Auf diese unzureichend begründeten Rügen konnte das Bundesgericht nicht weiter eingehen.

3.3. Prüfung der Rüge zur Fristberechnung (E. 3.3.4): Das Bundesgericht bestätigte, dass das kantonale Recht für das Anliegen des Beschwerdeführers das Wiedererwägungsverfahren zur Verfügung stelle. Hinsichtlich der Fristberechnung wies das Bundesgericht die Rüge der willkürlichen Sachverhaltsfeststellung und willkürlichen Anwendung von Art. 54 Abs. 3 VerwVG/AI ebenfalls zurück. Der Beschwerdeführer habe lediglich behauptet, erst im September "sichere Kenntnis" gehabt zu haben, ohne dies zu belegen oder darzulegen, inwiefern die Beweiswürdigung der Vorinstanz, die auf den Zugang der Akten beim Rechtsvertreter im Juni abstellte, willkürlich wäre. Es sei auch nicht aufgezeigt worden, dass nach kantonalem Recht sichere und nicht nur mögliche Kenntnis für den Fristbeginn erforderlich sei. Die implizite Feststellung der Vorinstanz, dass die 30-tägige Frist bei Einreichung des Gesuchs abgelaufen war, blieb somit bestehen.

Die Verweise auf die materiellrechtliche Anfechtungsfrist für Verträge (Art. 31 OR) wurden als irrelevant für die Frist zur Wiedererwägung eines behördlichen Genehmigungsentscheids abgetan. Auch die Rüge einer Verletzung des Verhältnismässigkeitsprinzips (Art. 5 Abs. 1 BV) durch die 30-tägige Frist wurde abgewiesen, da Art. 5 Abs. 1 BV kein verfassungsmässiges Individualrecht darstellt, dessen Verletzung selbständig gerügt werden könnte, und eine konkrete Begründung zur Unverhältnismässigkeit fehlte.

3.4. Ergebnis zur Kernfrage (E. 3.3.5): Demnach sei die Beurteilung der Vorinstanz, auf das Revisions- bzw. Wiedererwägungsgesuch infolge Nichteinhaltung der Rechtsmittelfrist nicht einzutreten, nicht zu beanstanden. Die Frage, ob auch ein Rechtsschutzinteresse gemangelt hätte, konnte somit offenbleiben.

4. Kosten (E. 4)

Das Bundesgericht trat auf die Beschwerde nicht ein. Die Gerichtskosten wurden dem Beschwerdeführer auferlegt (Art. 66 Abs. 1 BGG). Eine Parteientschädigung für die Beschwerdegegnerin entfiel, da sie nicht zur Vernehmlassung eingeladen worden war (Art. 68 Abs. 1 und 2 BGG).

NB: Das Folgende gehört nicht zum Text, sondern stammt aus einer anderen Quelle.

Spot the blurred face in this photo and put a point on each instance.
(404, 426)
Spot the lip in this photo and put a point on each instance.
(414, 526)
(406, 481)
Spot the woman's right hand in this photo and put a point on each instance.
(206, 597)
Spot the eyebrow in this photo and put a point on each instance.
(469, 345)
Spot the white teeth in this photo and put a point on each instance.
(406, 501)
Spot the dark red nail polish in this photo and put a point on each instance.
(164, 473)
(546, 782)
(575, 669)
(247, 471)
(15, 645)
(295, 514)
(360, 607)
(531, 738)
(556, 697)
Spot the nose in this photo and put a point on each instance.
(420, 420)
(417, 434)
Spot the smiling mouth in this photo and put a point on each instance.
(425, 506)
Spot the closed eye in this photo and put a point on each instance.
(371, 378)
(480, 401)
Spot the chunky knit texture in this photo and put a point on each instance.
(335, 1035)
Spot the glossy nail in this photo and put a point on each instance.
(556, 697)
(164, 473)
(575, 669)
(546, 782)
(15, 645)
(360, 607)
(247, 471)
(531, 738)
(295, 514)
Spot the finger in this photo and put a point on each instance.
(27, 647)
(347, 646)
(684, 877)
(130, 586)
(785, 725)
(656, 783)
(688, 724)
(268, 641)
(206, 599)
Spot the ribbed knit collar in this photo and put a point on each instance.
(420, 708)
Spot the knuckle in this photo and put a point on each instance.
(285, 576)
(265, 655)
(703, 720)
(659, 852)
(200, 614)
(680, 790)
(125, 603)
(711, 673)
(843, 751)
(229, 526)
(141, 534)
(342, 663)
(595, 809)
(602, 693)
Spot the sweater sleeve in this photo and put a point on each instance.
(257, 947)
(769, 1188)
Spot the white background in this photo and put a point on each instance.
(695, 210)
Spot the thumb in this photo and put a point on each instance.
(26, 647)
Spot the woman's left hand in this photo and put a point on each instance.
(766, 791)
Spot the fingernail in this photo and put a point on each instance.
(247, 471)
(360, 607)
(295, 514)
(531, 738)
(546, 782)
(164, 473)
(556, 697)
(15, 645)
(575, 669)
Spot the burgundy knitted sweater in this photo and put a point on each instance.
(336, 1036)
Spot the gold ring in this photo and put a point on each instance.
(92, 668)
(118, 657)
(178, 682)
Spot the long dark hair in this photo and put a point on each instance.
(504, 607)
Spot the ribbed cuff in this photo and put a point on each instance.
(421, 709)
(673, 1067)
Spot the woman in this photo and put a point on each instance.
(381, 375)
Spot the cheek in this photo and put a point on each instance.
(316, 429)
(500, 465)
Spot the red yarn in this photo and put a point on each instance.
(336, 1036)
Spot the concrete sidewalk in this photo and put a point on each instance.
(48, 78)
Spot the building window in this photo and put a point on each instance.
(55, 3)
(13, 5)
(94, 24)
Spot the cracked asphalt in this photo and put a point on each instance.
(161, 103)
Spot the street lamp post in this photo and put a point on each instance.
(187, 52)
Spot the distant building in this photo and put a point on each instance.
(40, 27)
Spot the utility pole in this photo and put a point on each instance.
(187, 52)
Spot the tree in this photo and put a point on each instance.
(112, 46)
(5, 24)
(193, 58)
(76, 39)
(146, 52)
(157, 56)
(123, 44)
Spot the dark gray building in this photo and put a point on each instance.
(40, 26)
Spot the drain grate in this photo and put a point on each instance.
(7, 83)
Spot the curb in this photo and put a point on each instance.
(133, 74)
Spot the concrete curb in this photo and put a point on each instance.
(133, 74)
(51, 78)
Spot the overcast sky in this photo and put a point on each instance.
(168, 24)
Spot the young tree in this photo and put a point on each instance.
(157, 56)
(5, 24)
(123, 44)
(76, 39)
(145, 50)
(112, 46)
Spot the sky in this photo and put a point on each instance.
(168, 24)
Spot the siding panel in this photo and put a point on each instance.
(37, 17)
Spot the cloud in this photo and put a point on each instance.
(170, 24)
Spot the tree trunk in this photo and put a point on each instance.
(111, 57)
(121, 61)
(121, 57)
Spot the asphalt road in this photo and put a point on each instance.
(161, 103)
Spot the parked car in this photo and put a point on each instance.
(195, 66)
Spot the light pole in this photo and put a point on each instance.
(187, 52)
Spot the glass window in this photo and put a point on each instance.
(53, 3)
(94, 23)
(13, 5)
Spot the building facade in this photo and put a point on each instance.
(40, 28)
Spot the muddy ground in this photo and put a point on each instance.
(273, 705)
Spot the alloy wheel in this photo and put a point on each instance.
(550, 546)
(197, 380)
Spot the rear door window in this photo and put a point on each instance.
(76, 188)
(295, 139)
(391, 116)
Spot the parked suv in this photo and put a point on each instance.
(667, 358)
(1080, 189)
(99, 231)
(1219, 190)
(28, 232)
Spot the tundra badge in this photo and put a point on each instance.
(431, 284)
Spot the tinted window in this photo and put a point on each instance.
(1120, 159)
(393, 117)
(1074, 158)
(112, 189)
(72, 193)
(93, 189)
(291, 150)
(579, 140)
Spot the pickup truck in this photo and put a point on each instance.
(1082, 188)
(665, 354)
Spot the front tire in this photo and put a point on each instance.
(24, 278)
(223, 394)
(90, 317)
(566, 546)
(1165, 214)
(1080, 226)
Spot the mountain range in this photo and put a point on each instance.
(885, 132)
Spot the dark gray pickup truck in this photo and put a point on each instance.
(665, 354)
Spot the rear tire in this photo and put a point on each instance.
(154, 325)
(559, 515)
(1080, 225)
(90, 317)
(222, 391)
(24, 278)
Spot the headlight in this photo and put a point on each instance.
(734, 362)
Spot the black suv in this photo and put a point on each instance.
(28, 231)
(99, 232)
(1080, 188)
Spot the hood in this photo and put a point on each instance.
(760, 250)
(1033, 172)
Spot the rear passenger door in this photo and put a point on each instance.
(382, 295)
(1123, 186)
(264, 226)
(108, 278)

Kurze Zusammenfassung der wesentlichen Punkte

Das Bundesgericht hat die Beschwerde des Vaters nicht beurteilt und auf sie nicht eingetreten, da seine Rügen die Anforderungen an die Begründung nicht erfüllten. Es bestätigte, dass in diesem Fall das kantonale Verwaltungsverfahrensgesetz (VerwVG/AI) für die Wiedererwägung von KESB-Entscheiden massgebend ist, da das Bundesrecht (Art. 450f ZGB) eine kantonale Regelung vorsieht. Die Einwände des Beschwerdeführers gegen die Anwendbarkeit des kantonalen Rechts, die angebliche Willkür bei der Fristberechnung und die Verletzung von Bundesrecht und Verhältnismässigkeitsprinzip wurden als ungenügend substanziiert oder unbegründet abgewiesen. Entscheidend war, dass die 30-tägige Frist für ein Wiedererwägungsgesuch nach kantonalem Recht nicht eingehalten wurde, wodurch auf das Gesuch korrekterweise nicht eingetreten werden konnte.